1. Jim Bacon (ALP, 1998-2004) 41 votes
Elections as party leader: 1998 (Won outright from opposition), 2002 (Won, retaining majority)
Elections as candidate: 1996, 1998, 2002 (won all)
Highest personal vote: 35.5% in 2002, as Premier.

2. Lara Giddings (ALP, 2011-) 23 votes
Elections as party leader: None yet
Elections as candidate: 1996 (won), 1998 (lost seat), 1999 (Pembroke LegCo - lost), 2002 (won), 2006 (won), 2010 (won)
Highest personal vote: 15.1% in 2010, as Deputy Premier.

3. Ray Groom (Lib, 1992-6) 21 votes
Elections as party leader: 1992 (Won outright from opposition), 1996 (Lost majority and resigned, but party remained in office)
Elections as candidate: 1986, 1989, 1992, 1996, 1998 (won all)
Highest personal vote: 26.8% in 1992, as Opposition Leader.

4. Robin Gray (Lib, 1983-9) 20 votes
Elections as party leader: 1982 (Won outright from opposition), 1986 (Retained majority), 1989 (Lost majority and government)
Elections as candidate: 1976, 1979, 1982, 1986, 1989, 1992 (won all)
Highest personal vote: 42.2% in 1986, as Premier.

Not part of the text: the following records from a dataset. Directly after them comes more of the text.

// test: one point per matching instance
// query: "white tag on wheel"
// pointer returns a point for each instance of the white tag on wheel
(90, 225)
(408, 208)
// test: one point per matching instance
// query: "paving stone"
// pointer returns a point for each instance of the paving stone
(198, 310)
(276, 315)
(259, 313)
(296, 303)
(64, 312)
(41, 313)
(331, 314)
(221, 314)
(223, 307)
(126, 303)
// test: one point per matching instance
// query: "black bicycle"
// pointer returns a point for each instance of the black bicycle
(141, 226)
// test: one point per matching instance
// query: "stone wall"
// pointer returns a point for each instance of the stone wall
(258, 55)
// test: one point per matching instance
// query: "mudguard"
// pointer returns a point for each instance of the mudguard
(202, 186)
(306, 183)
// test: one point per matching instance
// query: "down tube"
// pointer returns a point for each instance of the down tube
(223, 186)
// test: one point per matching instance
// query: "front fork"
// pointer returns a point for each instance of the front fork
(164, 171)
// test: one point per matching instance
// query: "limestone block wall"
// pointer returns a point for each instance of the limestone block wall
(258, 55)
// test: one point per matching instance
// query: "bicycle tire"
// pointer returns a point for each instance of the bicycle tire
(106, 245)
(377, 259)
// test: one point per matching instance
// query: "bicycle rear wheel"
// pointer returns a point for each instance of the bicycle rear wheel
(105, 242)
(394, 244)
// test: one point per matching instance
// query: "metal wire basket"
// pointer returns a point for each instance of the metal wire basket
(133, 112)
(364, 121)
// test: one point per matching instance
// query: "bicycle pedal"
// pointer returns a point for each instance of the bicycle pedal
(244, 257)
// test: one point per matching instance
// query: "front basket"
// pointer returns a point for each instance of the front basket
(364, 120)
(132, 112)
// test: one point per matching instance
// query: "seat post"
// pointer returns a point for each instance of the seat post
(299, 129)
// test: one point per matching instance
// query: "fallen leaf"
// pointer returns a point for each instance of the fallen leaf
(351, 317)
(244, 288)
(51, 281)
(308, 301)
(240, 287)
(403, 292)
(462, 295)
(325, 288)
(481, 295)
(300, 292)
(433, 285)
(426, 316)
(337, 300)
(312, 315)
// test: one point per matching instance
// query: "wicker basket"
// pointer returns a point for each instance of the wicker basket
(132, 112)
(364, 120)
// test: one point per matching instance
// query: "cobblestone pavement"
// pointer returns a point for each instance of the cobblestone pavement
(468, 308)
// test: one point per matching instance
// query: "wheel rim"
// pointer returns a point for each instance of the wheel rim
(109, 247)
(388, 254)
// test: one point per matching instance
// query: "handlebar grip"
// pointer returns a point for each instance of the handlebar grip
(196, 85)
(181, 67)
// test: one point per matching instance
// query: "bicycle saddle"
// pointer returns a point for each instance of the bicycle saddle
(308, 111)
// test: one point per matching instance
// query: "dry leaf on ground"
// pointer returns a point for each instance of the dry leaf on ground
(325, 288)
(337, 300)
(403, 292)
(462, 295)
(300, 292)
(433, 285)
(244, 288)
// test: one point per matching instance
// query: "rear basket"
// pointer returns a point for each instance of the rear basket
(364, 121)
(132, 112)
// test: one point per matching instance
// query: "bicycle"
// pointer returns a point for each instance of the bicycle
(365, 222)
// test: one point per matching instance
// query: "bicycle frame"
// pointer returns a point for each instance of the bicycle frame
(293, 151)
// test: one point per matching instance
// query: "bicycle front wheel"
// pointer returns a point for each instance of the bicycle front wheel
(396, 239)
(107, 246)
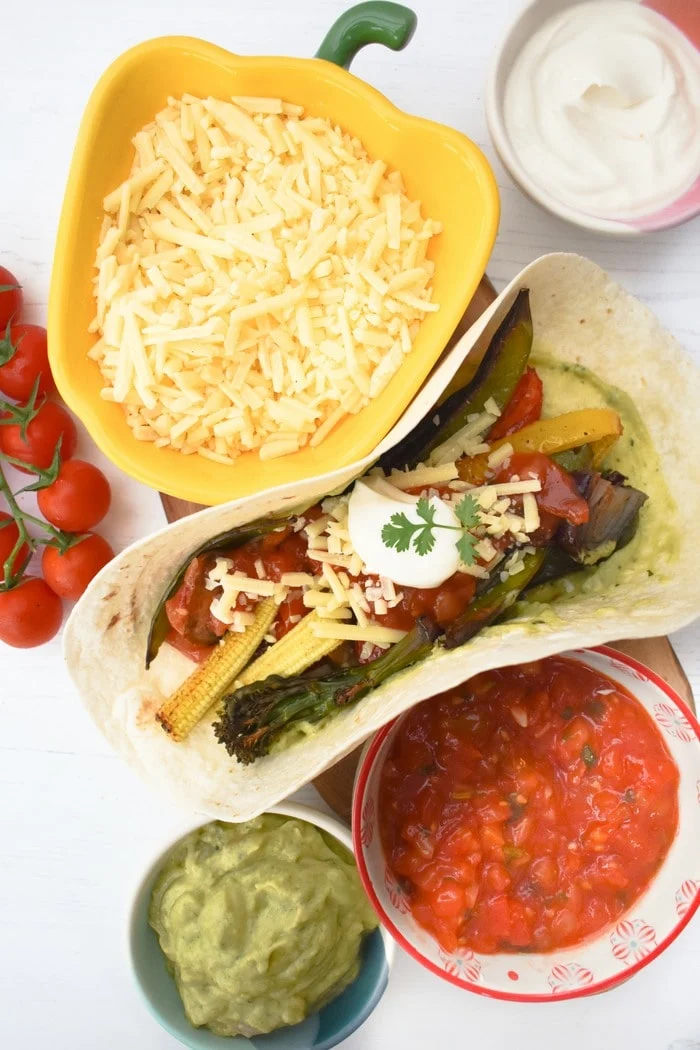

5. Michael Field (ALP, 1989-92) 19 votes
Elections as party leader: 1989 (Won minority government from opposition), 1992 (Lost outright), 1996 (Lost, but Liberal government lost majority)
Elections as candidate: 1976, 1979, 1982, 1986, 1989, 1992, 1996 (won all)

Highest personal vote: 15.6% in 1989, as Opposition Leader.

6. David Bartlett (ALP, 2008-11) 13 votes
Elections as party leader: 2010 (Lost majority but remained Premier)
Elections as candidate: 2002 (lost, but later elected on countback), 2006 (won), 2010 (won)
Highest personal vote: 15.9% in 2010, as Premier.

7. Tony Rundle (Lib, 1996-8) 9 votes
Elections as party leader: 1998 (Lost outright)
Elections as candidate: 1982 (lost), 1986 (won), 1989 (won), 1992 (won), 1996 (won), 1998 (won)
Highest personal vote: 23.0% in 1998, as Premier.

8. Paul Lennon (ALP, 2004-8) 4 votes
Elections as party leader: 2006 (Won, retaining majority)
Elections as candidate: 1992 (lost, but later elected on countback), 1996 (won), 1998 (won), 2002 (won), 2006 (won)
Highest personal vote: 26.1% in 2006, as Premier.

UPDATE (10 March): Vote theft scandal!  Oddly, the poll as displayed on the site now shows Bacon on 40 votes.  


  1. One more reason I'd think the votes would be weighted by is the recency of the various premierships. I don't go back further than Jim Bacon, so although I may have heard good / bad things about earlier premiers, I have no experience of them and are unlikely to nominate them. Obviously Lara picks this up to the greatest degree, and more so because the two immediately before her don't rate well.

    I suspect that even if you filtered for Liberal voters, Jim Bacon would still feature prominently in the results.

    Paul Lennon was Jim Bacon's hard man, before he had to step up due to circumstance. Not too dissimilar to Tony Abbott in that sense; obviously different circumstances forcing the move. But the hard man role is remembered, and personal popularity is never the same.

  2. I didn't see this or vote in it. I was surprised to see Gray get so high given his interesting fiscal legacy - but then I saw who was under him.